Los mayores de 55 años en Euskadi constituyen un pilar económico de las familias, especialmente después de la crisis.
La sociedad vasca envejece cada vez más rápido y en ella nacen cada vez menos niños, pero el grupo de los mayores de 55 años no es sólo importante en términos demográficos, sino que con la crisis se ha convertido aún más en uno de los pilares de la economía familiar. Así, el 8,7% de las personas de este grupo de edad presta ayuda económica a alguna persona de fuera de su hogar, la mitad con una frecuencia mensual y de ellos, el 60% declara haber aumentado la cuantía de este apoyo económico desde el año 2010.

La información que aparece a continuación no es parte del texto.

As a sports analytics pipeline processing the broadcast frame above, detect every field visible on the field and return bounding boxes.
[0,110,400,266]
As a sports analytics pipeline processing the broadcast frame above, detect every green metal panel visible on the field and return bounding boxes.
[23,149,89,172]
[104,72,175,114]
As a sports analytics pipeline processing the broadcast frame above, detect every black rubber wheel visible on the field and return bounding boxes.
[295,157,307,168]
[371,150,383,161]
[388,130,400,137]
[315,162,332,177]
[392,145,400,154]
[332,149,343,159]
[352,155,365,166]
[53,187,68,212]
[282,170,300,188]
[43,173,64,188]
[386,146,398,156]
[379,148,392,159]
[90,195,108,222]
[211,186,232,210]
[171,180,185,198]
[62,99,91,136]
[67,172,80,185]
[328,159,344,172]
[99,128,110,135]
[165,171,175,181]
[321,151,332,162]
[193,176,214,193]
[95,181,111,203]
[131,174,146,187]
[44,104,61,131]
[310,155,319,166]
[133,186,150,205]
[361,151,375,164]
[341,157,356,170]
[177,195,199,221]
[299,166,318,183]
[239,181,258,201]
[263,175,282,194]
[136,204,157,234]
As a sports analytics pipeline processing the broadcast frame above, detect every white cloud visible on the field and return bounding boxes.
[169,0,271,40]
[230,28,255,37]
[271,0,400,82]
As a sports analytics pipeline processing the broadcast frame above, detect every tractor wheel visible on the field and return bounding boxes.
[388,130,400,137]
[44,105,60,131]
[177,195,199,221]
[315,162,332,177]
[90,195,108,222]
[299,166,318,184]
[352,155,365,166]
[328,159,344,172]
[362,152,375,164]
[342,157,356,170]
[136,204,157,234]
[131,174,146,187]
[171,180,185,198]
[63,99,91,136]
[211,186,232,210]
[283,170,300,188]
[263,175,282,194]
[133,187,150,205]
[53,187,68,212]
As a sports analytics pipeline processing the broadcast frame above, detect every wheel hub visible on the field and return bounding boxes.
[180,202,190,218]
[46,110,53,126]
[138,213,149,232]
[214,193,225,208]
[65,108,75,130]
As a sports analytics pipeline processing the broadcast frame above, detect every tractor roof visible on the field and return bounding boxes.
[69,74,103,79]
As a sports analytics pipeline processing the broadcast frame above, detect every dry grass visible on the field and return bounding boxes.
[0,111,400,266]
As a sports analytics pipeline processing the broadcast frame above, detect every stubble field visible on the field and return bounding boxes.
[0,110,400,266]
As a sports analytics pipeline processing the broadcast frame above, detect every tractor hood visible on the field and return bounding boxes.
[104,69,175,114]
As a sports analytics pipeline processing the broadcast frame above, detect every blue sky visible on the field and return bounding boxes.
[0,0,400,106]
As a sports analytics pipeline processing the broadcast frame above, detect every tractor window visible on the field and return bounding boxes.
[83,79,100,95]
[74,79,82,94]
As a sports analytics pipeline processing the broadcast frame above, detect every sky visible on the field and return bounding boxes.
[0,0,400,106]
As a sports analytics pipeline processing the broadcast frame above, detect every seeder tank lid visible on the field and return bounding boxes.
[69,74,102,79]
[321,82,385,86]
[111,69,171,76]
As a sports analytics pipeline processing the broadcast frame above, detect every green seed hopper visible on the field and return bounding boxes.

Así, las cantidades rondan entre los 100 y los 500 euros para el 35,4% de la población prestataria según revelaron datos del ‘Estudio sobre las condiciones de vida de las personas de 55 y más años en Euskadi’.

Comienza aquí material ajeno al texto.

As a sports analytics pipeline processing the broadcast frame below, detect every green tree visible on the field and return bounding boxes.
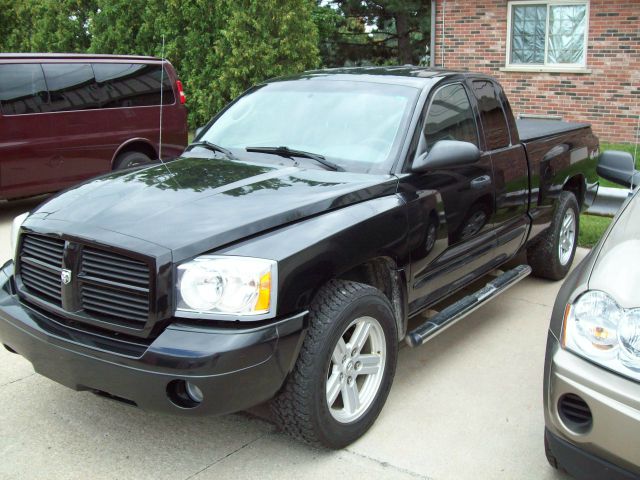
[31,0,96,52]
[314,0,431,66]
[212,0,319,115]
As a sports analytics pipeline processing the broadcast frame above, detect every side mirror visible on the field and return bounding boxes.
[411,140,480,172]
[596,150,640,187]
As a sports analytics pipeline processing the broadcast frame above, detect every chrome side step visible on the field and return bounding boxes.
[406,265,531,347]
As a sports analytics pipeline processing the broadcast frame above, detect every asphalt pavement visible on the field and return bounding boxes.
[0,196,568,480]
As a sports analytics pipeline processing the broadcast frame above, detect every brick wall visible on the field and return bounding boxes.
[435,0,640,143]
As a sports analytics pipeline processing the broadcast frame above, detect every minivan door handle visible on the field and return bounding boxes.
[471,175,491,190]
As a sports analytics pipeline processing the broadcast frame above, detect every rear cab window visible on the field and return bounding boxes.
[421,83,478,151]
[472,80,511,150]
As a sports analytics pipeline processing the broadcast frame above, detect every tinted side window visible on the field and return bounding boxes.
[424,84,478,149]
[0,64,49,115]
[473,80,510,150]
[93,63,175,108]
[42,63,100,112]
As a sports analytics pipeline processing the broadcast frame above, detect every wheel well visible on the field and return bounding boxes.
[111,141,158,168]
[338,257,407,339]
[562,175,584,209]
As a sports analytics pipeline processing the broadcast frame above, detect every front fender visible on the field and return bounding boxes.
[219,195,409,316]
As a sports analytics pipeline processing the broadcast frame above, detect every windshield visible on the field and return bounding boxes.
[199,80,419,173]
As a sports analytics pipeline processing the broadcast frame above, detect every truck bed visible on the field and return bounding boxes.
[516,118,590,143]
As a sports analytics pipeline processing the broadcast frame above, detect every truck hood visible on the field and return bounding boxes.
[29,157,397,256]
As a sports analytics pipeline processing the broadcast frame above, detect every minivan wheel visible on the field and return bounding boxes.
[527,191,580,280]
[113,151,151,170]
[271,280,398,448]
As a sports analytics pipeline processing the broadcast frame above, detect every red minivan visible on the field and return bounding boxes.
[0,53,187,199]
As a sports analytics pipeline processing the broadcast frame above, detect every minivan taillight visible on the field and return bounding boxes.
[176,80,187,105]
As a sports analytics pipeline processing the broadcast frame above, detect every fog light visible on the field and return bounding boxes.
[167,380,204,408]
[185,382,204,403]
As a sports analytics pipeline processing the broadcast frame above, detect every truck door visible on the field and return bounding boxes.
[401,82,495,313]
[468,79,529,256]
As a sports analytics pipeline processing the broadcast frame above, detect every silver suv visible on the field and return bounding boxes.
[544,152,640,480]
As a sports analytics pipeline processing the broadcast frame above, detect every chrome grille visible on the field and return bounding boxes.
[20,235,64,306]
[17,232,155,336]
[80,247,150,328]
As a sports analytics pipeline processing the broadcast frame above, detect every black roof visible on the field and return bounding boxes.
[271,65,475,88]
[0,53,161,62]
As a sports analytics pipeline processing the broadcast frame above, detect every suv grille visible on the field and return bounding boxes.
[80,247,149,327]
[558,393,593,433]
[18,233,153,336]
[20,235,64,306]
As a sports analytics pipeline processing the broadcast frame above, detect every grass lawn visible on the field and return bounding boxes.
[578,213,613,248]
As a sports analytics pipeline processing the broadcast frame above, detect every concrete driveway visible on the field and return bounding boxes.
[0,196,572,480]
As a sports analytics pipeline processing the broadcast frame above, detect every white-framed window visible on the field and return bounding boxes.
[505,0,589,71]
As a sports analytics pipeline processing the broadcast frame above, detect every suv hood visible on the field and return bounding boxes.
[589,190,640,308]
[28,157,397,256]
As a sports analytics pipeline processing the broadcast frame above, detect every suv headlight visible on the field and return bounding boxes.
[176,255,277,320]
[11,212,29,258]
[562,290,640,380]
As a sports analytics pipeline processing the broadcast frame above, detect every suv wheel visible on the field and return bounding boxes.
[272,280,398,448]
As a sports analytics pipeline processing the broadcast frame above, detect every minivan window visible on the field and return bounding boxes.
[0,64,49,115]
[424,83,478,149]
[93,63,175,108]
[42,63,100,112]
[473,80,510,150]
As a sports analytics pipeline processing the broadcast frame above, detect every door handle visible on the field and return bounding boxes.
[471,175,491,190]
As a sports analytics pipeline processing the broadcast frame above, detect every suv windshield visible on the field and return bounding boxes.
[199,80,419,173]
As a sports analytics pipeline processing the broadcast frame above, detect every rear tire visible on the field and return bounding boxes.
[271,280,398,449]
[113,151,151,170]
[527,191,580,280]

El estudio constata que el proceso de envejecimiento en Euskadi es ya más rápido que en el resto de Europa y que, con 725.000 personas mayores de 55 años (un tercio de la población), el diseño de medidas que garanticen la calidad de vida, el envejecimiento activo y la independencia de la población es uno de los retos a los que se enfrenta la comunidad autónoma vasca.
Hay que destacar el “papel fundamental” que juegan en la sociedad vasca los mayores de 55 años, que participan activamente en la estructura de las familias tanto en lo económico como en el cuidado de hijos, nietos, personas mayores y dependientes. Así, casi un tercio de las personas de más de 55 años realiza tareas de apoyo a hijos o hijas de forma cotidiana y la mitad de quienes tienen nietos que necesitan de cuidados, les dedican entre diez (43,7%) y más de treinta horas semanales (11,8%). El 11% de estas personas cuida además de parientes mayores o de alguna persona con discapacidad, con una intensidad media de cerca de 37 horas semanales.

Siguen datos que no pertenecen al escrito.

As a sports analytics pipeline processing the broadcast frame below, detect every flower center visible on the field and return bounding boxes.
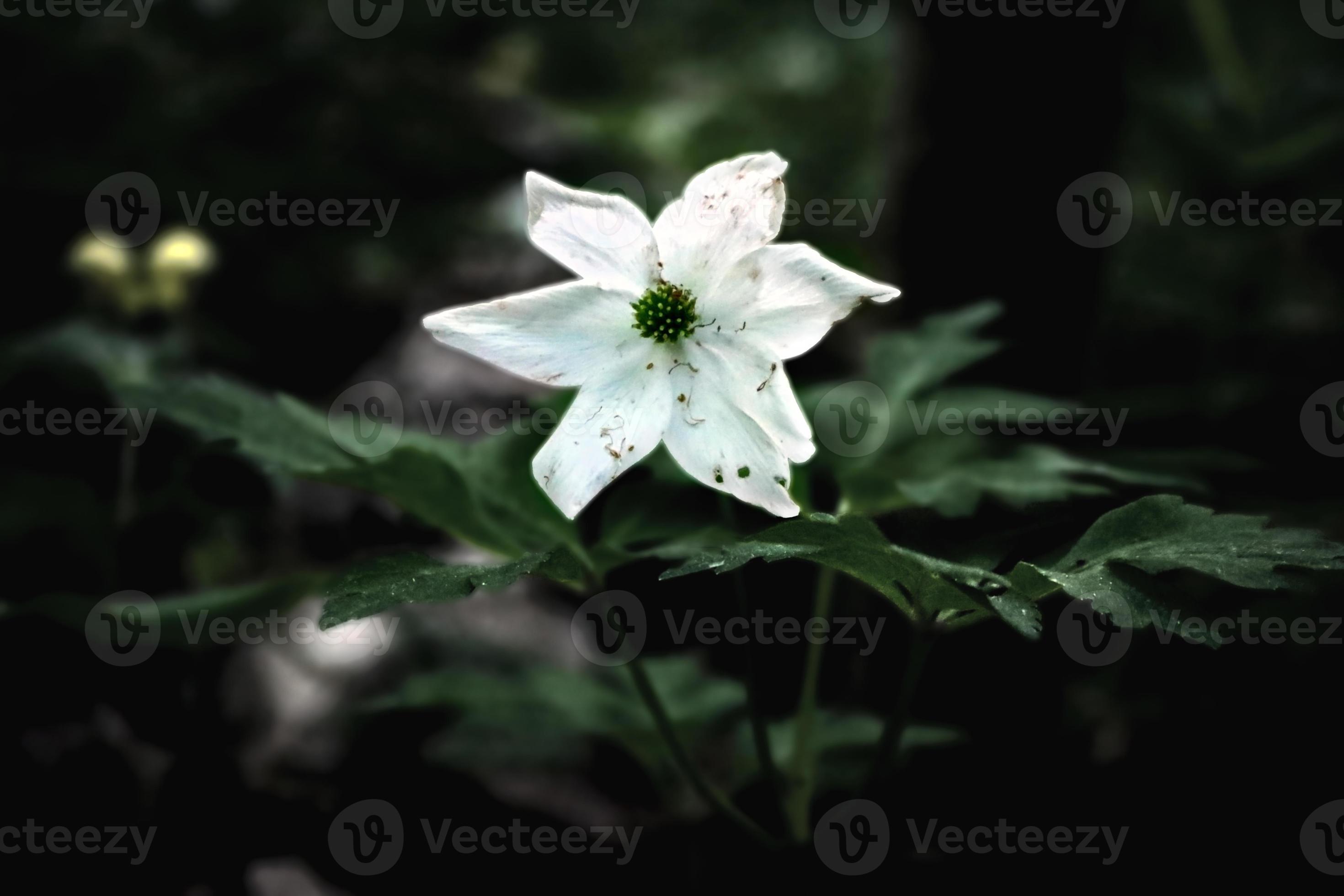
[630,282,699,342]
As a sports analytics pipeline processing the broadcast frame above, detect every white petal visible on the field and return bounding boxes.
[685,333,817,464]
[425,281,648,385]
[532,357,672,520]
[699,243,901,359]
[527,172,659,294]
[662,352,798,516]
[653,153,789,295]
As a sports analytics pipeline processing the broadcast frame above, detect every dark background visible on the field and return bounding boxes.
[0,0,1344,893]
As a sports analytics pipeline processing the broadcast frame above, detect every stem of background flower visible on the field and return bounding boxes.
[865,621,933,790]
[784,567,836,842]
[626,660,779,849]
[113,432,136,525]
[719,494,786,832]
[1187,0,1264,117]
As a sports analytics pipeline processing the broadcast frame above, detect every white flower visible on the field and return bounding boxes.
[425,153,901,518]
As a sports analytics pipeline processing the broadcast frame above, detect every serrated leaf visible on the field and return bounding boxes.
[321,548,583,629]
[370,654,746,784]
[887,437,1198,518]
[735,708,966,791]
[1013,494,1344,641]
[660,513,1040,638]
[868,299,1003,410]
[32,325,583,557]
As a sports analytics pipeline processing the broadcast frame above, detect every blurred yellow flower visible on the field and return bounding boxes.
[69,227,215,316]
[70,234,130,279]
[149,227,215,275]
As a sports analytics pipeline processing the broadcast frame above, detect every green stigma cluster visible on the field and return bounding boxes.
[630,283,699,342]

En todo esto, la responsabilidad recae en las últimas reformas laborales. Como resultaba previsible a la vista de las medidas que contienen, solo han conseguido aumentar la desprotección de los trabajadores y las trabajadoras, extender la precariedad laboral e incrementar las desigualdades.Por todo ello, hay que revertir esta situación y la derogación de estas negativas reformas debe constituir el punto de partida imprescindible para construir un modelo de relaciones laborales más eficiente y con más derechos para todos los trabajadores y trabajadoras. Solo así será posible crear empleo de mayor calidad, más productivo, que permita generar más riqueza y que se transforme, vía mejores salarios, en un aumento del bienestar de los hogares.La creación de empleo es positiva, puesto que es el desempleo el principal problema socioeconómico.

Pero se necesita empleo de mayor calidad, más productivo, para que permita generar más riqueza y para que se transforme, vía mejores salarios, en un aumento del bienestar de los hogares, ya que se crea empleo, pero muy precario y con bajas dosis de estabilidad, con una incidencia especial en los mayores de 55 años.